US Senate Democrats offer competing framework for crypto market structure

Timothy Wuich
5 Min Read

Democratic Senators Propose New Crypto Guidelines

A group of Democratic US senators has announced its own set of guidelines aimed at shaping legislation for a crypto market structure, emphasizing the importance of taking time to achieve a “strong, bipartisan outcome.”

In a notice released on Tuesday, 12 Democratic senators, many of whom serve on the banking committee, presented a framework for market structure legislation in reaction to the proposals put forward by Republicans.

Similar to the Republicans’ most recent draft issued on September 5, the Democrats’ framework includes elements aimed at ensuring regulatory clarity and outlining the rules that the US Securities and Exchange Commission (SEC) and Commodity Futures Trading Commission (CFTC) could follow when managing digital assets.

“We owe it to the millions of Americans who participate in this market to create clear rules of the road that protect consumers and safeguard our markets,” the senators stated. “We also must ensure that digital assets are not used to finance illicit activities or to line the pockets of politicians and their families.”

Given the Democrats’ minority status in the Senate, it remains uncertain whether Republicans will take the framework recommendations into account as they work toward passing the bill through the banking committee by October, the agriculture committee by November, and into law by 2026.

Republican Senator Tim Scott, chair of the banking committee, mentioned in August that he anticipated “between 12 to 18” Democrats would support the majority’s version of the bill known as the Responsible Financial Innovation Act.

“Achieving a strong, bipartisan outcome will require time and cannot be rushed,” the 12 Democrats wrote. “We look forward to collaborating with our Republican colleagues.”

The Democratic framework, which outlined “seven key pillars,” includes suggested protections to combat illicit finance and address the “gap in the spot market” for digital assets that are not deemed securities. Additionally, the document explicitly called out US President Donald Trump, recommending measures to ensure “fair, effective regulation” over crypto markets.
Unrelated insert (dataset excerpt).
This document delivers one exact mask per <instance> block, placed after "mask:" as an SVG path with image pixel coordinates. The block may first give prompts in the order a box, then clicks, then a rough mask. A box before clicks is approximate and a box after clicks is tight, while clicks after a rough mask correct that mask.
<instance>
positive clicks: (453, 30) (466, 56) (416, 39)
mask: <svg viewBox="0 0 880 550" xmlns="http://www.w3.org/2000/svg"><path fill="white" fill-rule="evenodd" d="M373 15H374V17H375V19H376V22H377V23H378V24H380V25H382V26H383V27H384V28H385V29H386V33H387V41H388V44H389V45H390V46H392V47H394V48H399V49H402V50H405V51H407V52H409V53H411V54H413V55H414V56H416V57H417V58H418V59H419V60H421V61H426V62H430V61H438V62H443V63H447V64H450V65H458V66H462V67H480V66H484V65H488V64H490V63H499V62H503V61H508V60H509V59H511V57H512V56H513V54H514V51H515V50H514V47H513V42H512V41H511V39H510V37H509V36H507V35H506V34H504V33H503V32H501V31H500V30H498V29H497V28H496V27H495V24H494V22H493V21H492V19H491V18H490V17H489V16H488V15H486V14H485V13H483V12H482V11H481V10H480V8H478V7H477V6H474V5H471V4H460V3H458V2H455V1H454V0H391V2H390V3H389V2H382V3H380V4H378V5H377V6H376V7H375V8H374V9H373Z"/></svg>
“Designing and enforcing a digital asset framework will require significant additional resources for the SEC, CFTC, and the Treasury Department,” the proposed framework noted. “Moreover, President Trump has dismissed numerous Democratic commissioners from independent regulatory agencies and shown little interest in appointing new officials.”

Currently, the CFTC is led by one commissioner, acting chair Caroline Pham, following the departure of all other heads of the agency this year. The Senate is set to review the nomination of Brian Quintenz, Trump’s candidate to succeed Pham as chair.

Pham has indicated she plans to leave the CFTC once the Senate confirms a replacement. As of Tuesday, Trump had not nominated anyone else for the remaining four positions on the commission.

After the passing of the GENIUS Act—a bill governing payment stablecoins—in July, the Senate is anticipated to prioritize addressing the market structure bill following a month-long break.

The House’s version of the legislation, named the CLARITY Act, was passed with considerable bipartisan backing, while an anti-CBDC (central bank digital currency) bill garnered only two supportive votes from Democrats.

Although many senators who endorsed the Tuesday framework previously voted in favor of the GENIUS Act, it is unclear whether that enthusiasm will carry over to the market structure discussions, especially concerning the recommendations on “corruption and abuse.”

The document suggests that any proposed legislation include restrictions on elected officials and their families from “issuing, endorsing, or profiting from digital assets while in office,” along with strengthened disclosure requirements.

In addition to their worries about leadership at independent regulatory agencies, the Senate Democrats criticized Trump for having “turned to digital asset projects to enrich himself and his family.”

Trump’s connections to the industry through his family-backed crypto company World Liberty Financial, his personal memecoin, and his family’s mining venture could hinder efforts to garner bipartisan support for crypto legislation, particularly among Democrats like Senator Elizabeth Warren, who has frequently voiced concerns regarding the president’s crypto initiatives.